There is an association between coronary fistulae and hypertrophic cardiomyopathies. Most cases are found during investigations for angina where first-line investigations of echocardiography and coronary angiography find both conditions concurrently. The reduced oxygen supply due to coronary steal and the increased oxygen requirements of the hypertrophic myocardial tissue may exacerbate ischaemia. There are, however, no reported cases of myocardial infarction due to the combination. A number of cases specifically show an association with apical HCM, yet no cases appear to show a fistula to the LV arising from the LCx artery.

It remains unclear whether fistulae occur because of the increased vascularization and fibrosis associated with HCM or whether congenital malformation leads to hypertrophy as a compensatory response to chronic volume overload caused by the shunt between artery and ventricle. Conversely, microfistulae may be produced due to disarray of myocardial cells and abnormal vascularity supplying the areas of hypertrophy.

Hypertrophic cardiomyopathy and coronary artery-ventricular fistulae are rare conditions with a known association. Both produce a constellation of cardiac symptoms including chest pain. Our case is of interest due to the previously unreported combination of apical HCM and an LCx artery fistula; two rarer subtypes of rare conditions occurring together. Our patient denied prior symptoms and the abnormalities were unexpected findings after an episode of syncope. Her risk has been deemed low and she has had no requirement for an ICD. She remains well on medical therapy and has experienced no further syncope 3 years after her initial presentation. She continues to be followed up in clinic with annual echocardiography.

Lead author biography

Dr Samuel Conway is Senior Clinical Fellow in Heart Failure at the Royal Free Hospital. He graduated from UCL Medical School in 2015 and has continued his training in hospitals across London. He has previously held cardiology posts at the Hammersmith Hospital and the Royal London Hospital.

Supplementary material

Supplementary material is available at European Heart Journal - Case Reports online.

Slide sets: A fully edited slide set detailing this case and suitable for local presentation is available online as Supplementary data.

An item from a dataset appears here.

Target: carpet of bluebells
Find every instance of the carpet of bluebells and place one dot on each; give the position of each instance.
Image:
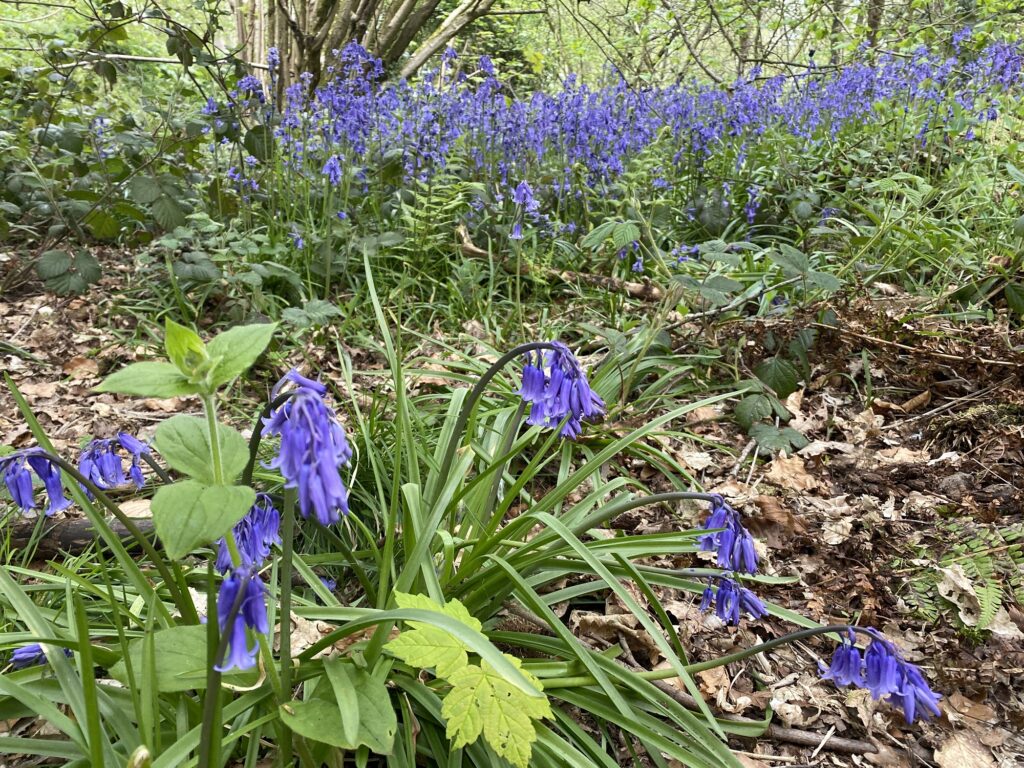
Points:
(546, 165)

Consent: The authors confirm that written consent for submission and publication of this case report including images and associated text has been obtained from the patient in line with COPE guidelines.

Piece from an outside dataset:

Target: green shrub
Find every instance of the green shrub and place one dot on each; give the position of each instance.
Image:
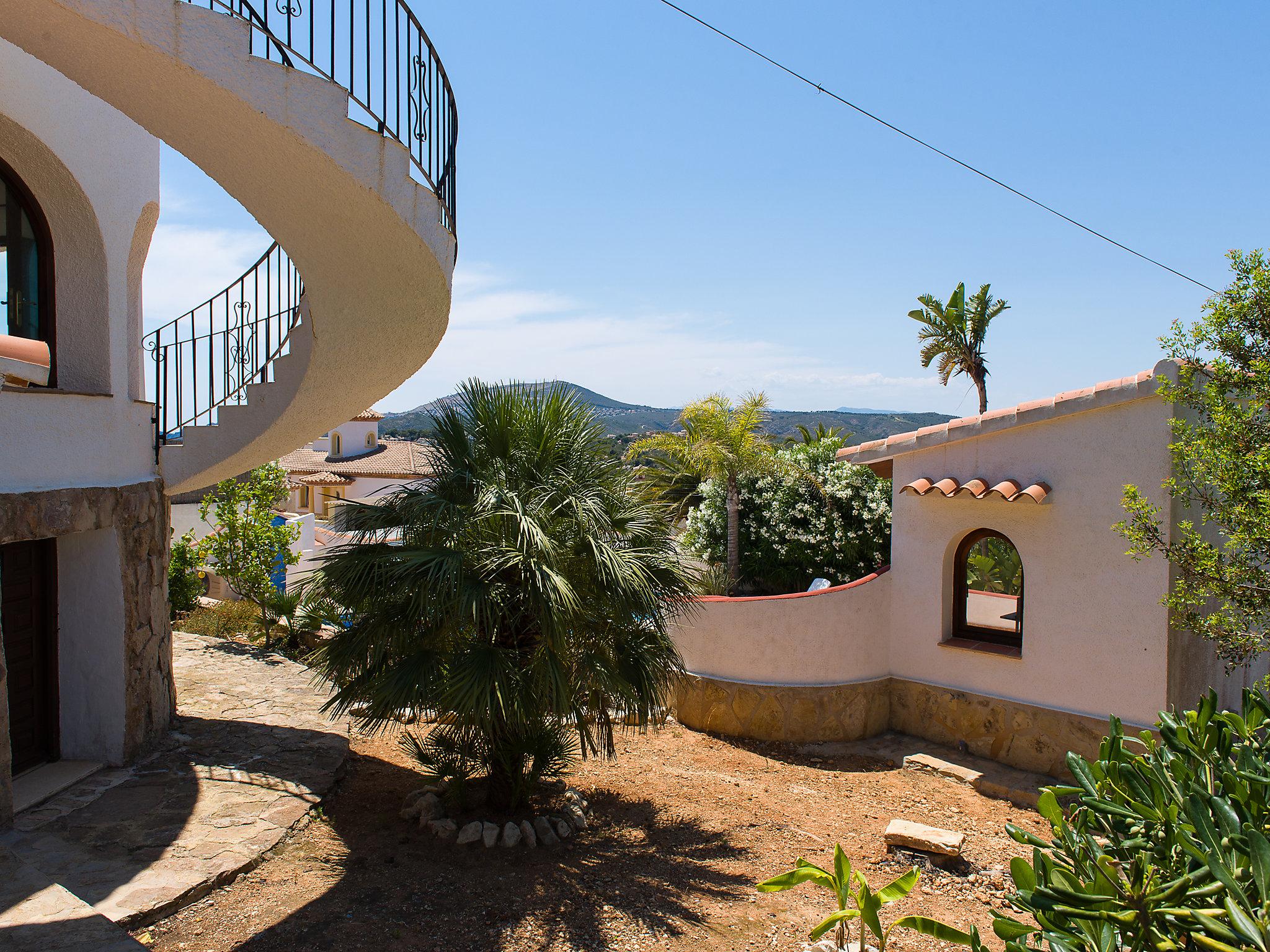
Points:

Conflict of interest: none declared.

Funding: none declared.

Click here for additional data file.

26 April 2017	Presented to emergency department after syncopal episode when walking to her car, after 30 min of water aerobics and a hot shower.
28 April 2017	Discharged by medical team after negative troponins and 48 h inpatient monitoring. Planned for outpatient echo and 24-h Holter monitor, with referral to cardiology.
Early May 2017	Echo suggestive of apical hypertrophic cardiomyopathy and negative 24 h tape.
26 May 2017	Cardiac magnetic resonance imaging confirming apical HCM with apical systolic cavity obliteration but no aneurysm, systolic anterior motion of the mitral valve or resting left ventricular outflow tract obstruction.
17 June 2017	Coronary angiography undertaken as outpatient showing left circumflex artery to left ventricular fistula but otherwise normal coronary arteries.
March 2019	No significant changes on further echo and repeat 24 h tape, and no further symptoms.
March 2020	Remains well at most recent follow-up appointment, with no further episodes of syncope or other symptoms.